Focusing on health services for disabled
A program focused on improvements for the disabled in healthcare and social care settings has been unveiled in the United Kingdom. Health Secretary John Reid and Bert Massie, chairman of the Disability Rights Commission, last month unveiled a joint Framework for Partnership Action on Disability. They said the partnership framework will help the National Health Service (NHS) comply with the Disability Discrimination Act. The act, which was passed in 1995, requires that service providers not discriminate or provide a poorer quality of service to disabled people because of their disability.
Reid said, "By working closely with the Disability Rights Commission we will be better able to deliver on our joint aim to improve the experiences of all disabled people, both service users and employees, in the health and social care system." Massie added: "One-third of all people using NHS services are disabled, [so] ensuring that they are able to use health services in the same way as everyone else is vitally important." He said the framework that has been developed with the Department of Health "provides clear steps for front-line NHS staff to take to meet their obligations under the DDA and with it deliver high-quality healthcare to all who need [it]."
Among the actions called for under the framework are the design and delivery of a disability equality training strategy for the NHS work force; guidance and support for primary care trusts on improving services for disabled people; and publication of a new leaflet outlining practical measures NHS staff in acute trusts, ambulance trusts and mental health trusts can take to improve hospital services as experienced by the disabled.
First HIFU installation in UK
EDAP TMS (Vaulx-en-Velin, France), a developer of minimally invasive devices for the treatment of urological diseases, said last month that its High Intensity Focused Ultrasound (HIFU) technology for the treatment of localized prostate cancer continues to expand in Europe with the placement of the first Ablatherm system in the United Kingdom. The company said the British market is the third-largest market in Europe, with more than 20,000 new cases of prostate cancer diagnosed annually. It said that market represents "significant potential for HIFU with Ablatherm" and will eventually bring this new therapeutic option to British patients suffering from localized prostate cancer.
The first Ablatherm device in the UK was installed recently at Stepping Hill Hospital (Stockport, England) and has to date successfully treated 10 patients. Dr. Stephen Brown, head of the urology department at the hospital, said, "We are very encouraged by the patients' response so far. The treatment is well tolerated, with minimal side-effects." He added, "The potential for HIFU in the UK is enormous. If the rapidly accumulating data confirms the long-term efficacy of the treatment, many patients will be keen to embrace this minimally invasive treatment option."

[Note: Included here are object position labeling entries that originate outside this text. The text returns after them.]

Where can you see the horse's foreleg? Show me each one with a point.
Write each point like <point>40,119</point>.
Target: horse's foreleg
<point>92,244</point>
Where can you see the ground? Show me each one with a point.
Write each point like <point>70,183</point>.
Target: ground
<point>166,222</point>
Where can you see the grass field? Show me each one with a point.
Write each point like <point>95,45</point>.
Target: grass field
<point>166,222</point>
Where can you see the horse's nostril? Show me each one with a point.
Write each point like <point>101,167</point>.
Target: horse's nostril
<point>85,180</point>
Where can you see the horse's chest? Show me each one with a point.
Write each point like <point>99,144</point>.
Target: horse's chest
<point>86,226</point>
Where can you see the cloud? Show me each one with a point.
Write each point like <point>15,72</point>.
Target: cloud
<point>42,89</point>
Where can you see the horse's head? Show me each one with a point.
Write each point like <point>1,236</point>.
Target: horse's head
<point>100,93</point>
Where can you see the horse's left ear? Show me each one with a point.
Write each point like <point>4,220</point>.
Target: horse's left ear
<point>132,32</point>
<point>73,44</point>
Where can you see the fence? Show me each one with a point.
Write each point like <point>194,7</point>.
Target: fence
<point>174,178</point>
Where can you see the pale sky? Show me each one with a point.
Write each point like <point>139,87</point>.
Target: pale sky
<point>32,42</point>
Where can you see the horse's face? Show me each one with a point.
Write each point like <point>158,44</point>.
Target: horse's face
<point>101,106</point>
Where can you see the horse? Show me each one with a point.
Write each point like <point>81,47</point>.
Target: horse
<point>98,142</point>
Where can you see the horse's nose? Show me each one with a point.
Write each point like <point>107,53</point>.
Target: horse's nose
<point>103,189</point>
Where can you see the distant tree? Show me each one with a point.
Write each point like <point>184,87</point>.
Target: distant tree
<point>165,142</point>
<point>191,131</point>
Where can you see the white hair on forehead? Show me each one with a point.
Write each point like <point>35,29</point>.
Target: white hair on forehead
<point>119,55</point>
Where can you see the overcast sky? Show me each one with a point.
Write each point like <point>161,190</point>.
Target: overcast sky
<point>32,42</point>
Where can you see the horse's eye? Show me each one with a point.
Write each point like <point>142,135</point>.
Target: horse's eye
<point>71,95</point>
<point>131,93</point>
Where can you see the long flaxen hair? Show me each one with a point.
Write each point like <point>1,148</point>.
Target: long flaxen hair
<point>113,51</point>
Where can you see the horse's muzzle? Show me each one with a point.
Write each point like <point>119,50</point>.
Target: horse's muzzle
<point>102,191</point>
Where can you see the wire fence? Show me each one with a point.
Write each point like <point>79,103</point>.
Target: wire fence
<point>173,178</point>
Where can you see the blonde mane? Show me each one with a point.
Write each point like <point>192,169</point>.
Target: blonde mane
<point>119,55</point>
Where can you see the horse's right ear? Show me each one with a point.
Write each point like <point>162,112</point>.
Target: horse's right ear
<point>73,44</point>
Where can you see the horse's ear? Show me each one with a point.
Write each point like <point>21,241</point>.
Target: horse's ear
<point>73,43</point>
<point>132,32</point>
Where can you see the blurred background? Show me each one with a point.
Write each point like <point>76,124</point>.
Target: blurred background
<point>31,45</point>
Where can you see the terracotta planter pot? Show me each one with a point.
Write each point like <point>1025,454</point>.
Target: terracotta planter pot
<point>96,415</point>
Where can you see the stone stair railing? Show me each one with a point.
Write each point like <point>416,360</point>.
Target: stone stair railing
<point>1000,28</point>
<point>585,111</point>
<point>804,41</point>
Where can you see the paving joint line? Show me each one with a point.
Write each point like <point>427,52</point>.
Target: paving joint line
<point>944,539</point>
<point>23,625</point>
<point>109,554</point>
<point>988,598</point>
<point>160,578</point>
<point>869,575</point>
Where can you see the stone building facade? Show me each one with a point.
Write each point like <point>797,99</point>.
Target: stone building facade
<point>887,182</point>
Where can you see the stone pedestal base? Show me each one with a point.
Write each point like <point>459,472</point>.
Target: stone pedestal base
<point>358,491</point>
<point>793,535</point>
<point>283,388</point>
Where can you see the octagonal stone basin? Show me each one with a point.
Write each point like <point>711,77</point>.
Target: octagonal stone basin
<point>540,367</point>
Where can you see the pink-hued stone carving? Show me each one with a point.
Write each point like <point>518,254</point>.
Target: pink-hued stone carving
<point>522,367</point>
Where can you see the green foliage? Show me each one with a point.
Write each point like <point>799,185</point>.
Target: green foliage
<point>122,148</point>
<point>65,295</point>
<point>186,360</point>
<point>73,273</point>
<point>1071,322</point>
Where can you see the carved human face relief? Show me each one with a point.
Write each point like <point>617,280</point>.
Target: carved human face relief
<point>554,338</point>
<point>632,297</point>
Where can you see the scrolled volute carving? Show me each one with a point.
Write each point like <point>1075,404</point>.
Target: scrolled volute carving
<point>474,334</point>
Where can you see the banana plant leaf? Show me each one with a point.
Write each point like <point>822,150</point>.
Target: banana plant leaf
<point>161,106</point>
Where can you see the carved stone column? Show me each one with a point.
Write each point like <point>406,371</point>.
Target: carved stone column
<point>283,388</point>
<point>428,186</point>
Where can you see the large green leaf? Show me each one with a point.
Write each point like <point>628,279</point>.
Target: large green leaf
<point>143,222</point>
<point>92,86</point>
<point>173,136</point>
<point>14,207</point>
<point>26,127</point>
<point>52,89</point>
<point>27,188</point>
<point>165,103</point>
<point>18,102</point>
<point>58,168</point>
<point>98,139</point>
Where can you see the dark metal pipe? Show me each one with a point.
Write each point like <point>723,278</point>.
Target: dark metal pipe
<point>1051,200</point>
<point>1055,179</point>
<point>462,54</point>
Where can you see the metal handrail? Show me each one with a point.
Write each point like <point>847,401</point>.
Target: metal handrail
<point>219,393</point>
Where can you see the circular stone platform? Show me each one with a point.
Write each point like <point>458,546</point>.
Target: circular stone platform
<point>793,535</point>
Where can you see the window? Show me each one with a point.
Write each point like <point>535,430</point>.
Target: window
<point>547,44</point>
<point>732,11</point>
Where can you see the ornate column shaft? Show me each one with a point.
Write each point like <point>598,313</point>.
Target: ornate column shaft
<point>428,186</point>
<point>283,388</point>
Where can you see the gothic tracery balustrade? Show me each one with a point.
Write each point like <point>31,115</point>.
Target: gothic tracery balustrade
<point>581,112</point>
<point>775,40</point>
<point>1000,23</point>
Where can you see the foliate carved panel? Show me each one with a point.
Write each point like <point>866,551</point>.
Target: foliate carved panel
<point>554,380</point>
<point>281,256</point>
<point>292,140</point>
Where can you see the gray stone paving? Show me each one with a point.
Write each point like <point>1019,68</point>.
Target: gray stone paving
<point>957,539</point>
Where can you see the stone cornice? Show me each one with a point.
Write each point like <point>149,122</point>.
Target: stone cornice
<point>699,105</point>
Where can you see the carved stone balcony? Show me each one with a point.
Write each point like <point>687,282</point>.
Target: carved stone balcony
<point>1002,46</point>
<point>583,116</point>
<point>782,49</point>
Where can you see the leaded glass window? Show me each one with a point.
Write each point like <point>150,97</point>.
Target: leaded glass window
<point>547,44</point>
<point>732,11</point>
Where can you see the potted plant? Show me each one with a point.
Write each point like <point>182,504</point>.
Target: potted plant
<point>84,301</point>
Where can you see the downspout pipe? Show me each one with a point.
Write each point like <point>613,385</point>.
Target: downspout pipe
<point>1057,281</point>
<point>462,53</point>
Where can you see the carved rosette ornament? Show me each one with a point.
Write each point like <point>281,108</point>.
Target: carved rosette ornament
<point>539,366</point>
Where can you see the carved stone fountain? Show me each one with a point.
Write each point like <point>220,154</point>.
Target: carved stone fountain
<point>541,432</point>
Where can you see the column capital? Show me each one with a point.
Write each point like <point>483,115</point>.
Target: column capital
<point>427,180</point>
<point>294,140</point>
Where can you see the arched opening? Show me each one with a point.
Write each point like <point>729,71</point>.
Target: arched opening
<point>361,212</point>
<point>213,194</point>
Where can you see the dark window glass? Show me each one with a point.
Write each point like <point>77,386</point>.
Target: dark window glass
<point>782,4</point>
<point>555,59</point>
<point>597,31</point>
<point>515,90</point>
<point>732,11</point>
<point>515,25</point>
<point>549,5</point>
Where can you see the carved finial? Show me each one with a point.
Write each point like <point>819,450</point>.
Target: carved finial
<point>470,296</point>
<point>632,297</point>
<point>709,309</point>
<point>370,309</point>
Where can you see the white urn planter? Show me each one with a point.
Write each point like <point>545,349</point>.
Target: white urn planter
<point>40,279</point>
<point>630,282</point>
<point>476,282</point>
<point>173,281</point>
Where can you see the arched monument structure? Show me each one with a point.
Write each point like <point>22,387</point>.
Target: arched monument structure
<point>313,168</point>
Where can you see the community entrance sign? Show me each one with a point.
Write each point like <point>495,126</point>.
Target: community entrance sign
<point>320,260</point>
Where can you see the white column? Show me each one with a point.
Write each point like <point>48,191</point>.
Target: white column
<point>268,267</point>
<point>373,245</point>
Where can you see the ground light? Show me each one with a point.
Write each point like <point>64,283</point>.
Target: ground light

White Rose Environmental acquired
Stericycle (Lake Forest, Illinois), a U.S. provider of medical waste management and compliance services for the healthcare community, completed its acquisition of White Rose Environmental (Leeds, UK), a provider of medical waste management services in the UK, for about $52.3 million in cash and $11.5 million in notes. White Rose Environmental provides medical waste management services to customers in England and Wales. In the last fiscal year, it had revenues of approximately $49 million. Andy Hinton, chairman of the board of White Rose, said, "We are pleased to have Stericycle, a well-recognized leader in our industry, as the new owner for our employees, customers and suppliers."